"Hell yes, there's emotion," Hue Jackson responded to a reporter's question on that topic outside the Browns' locker room. "We want to win."
Win?
That, as always, will have to wait until next year for professional sports' worst franchise.
Unless, of course, they go 0-16 again.
Cleveland's 28-24 loss to the Steelers on this Sunday afternoon at Heinz Field brought a bookend finish -- the Steelers also beat them at FirstEnergy Stadium in the season opener -- to the second winless season in a 16-game season in NFL history. The other belonged to the 2008 Lions. The 1976 Buccaneers were 0-14, accounting for the only other winless season of 10-plus games.
But that doesn't begin to paint the picture:
• The Browns have lost their past 17 games dating to last season, they're 2-41 in their past 43 games, 4-49 in their past 53.
• The Browns' 1-31 record spanning 2016 and 2017 is now the worst two-season record since the NFL went to a uniform schedule in 1933, the year the Steelers were founded. The Lions' 2-30 record over 2008 and 2009 was the previous worst.
• The Browns have lost their past 22 games outside Cleveland, their past 17 within the AFC North, their past 33 played on a Sunday.
• The Browns have lost 26 of their past 29 meetings with the Steelers, including 14 in a row at Heinz Field. Their most recent victory here was Oct. 5, 2003.
• The Browns haven't had a winning record since 2007.
• The Browns have made one playoff appearance since rejoining the NFL as an expansion team in 1999. That was a 2003 AFC Wild Card loss at Heinz Field in which the Steelers overcame a double-digit, fourth-quarter deficit.
• The Browns have had, since that loss, eight head coaches and 25 starting quarterbacks.
• The Browns haven't won a road playoff game since Dec. 28, 1969, in Dallas. They've only played in eight road playoff games since then.
• The Browns have the longest playoff drought in the NFL at 15 years, now that the Bills ended their 17-year drought by clinching Sunday. (The Seattle Mariners have missed baseball's postseason for 16 years.)
• The Browns haven't won an NFL championship since 1964, before the Super Bowl was created.

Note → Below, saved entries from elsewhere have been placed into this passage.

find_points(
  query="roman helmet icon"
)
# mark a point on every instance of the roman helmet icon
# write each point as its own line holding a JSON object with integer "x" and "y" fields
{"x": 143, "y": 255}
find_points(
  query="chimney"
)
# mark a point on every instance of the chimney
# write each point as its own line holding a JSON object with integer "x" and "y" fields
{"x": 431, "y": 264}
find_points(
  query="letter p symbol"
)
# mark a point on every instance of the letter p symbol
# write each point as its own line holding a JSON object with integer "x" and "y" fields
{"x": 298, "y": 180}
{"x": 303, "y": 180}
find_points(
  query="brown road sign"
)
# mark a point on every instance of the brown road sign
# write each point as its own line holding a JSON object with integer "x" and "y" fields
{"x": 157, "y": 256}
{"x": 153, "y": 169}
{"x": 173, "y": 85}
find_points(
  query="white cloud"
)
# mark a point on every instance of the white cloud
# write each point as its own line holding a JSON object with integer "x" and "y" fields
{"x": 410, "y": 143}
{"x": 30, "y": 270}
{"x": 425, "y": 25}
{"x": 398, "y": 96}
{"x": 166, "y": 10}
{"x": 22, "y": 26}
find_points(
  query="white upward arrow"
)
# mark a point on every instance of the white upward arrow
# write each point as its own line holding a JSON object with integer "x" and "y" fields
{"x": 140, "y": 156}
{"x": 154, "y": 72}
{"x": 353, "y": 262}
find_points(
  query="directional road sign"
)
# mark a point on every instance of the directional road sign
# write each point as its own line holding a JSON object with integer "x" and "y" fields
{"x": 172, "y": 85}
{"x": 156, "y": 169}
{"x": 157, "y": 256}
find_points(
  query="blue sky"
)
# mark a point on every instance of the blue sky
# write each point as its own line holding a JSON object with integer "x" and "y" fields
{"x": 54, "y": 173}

This list could grow long enough to paper every mile of the Turnpike between here and Lake Erie, but the only number that seemed to matter to the current Browns on this day was zero.
"Nobody wants to go 0-16," running back Isaiah Crowell said. "As a competitor, you're always going to be upset about it."
"We stayed together," guard Joel Bitonio said. "But most of these guys played at good college programs. They probably didn't lose 16 games in four years. It takes a toll, not winning in the NFL. It's tough. It's hard for me to put into words right now because I'm just a little bit annoyed in the whole situation."
That, he'd explain, was a reference to the Browns losing four games by four or fewer points, including this one, which ended with them driving into Pittsburgh territory until wide receiver Corey Coleman, a first-round draft pick in 2016, did this:
Right between the hands. Right in his helmet. One could watch that loop 1,000 times and still not believe it doesn't result in a catch. Except that it happened to the Browns.
Go ahead and supply the jokes. A clever Cleveland fan on Twitter offered that at least he didn't have to wait for the ball to drop at Times Square.
Coleman sure wasn't laughing. He sat devastated on the field, held his head between his hands on the sideline bench, then looked and sounded inconsolable in the locker room, saying of the drop, "I'll never forget it. I've got to catch that. I've got to make that play."
Also after the game out on a lower concourse, the Browns' immensely unpopular owner, Jimmy Haslam, told reporters Jackson would be back as head coach, explaining, "Hue hasn't lost his magic" from the period in which he was a coveted offensive coordinator in Cincinnati.
Jackson, who vowed before this season that, if the Browns would again go 1-15, he'd jump into Lake Erie, said after this, "I don't think anyone else could have stayed in this job for two years and be 1-31. A lot of coaches would have said uncle after last year. We're going to turn this around. I understand how our fans feel. The only thing that's going to change their minds is us turning this organization around and getting to winning."
That water's awfully cold this time of year.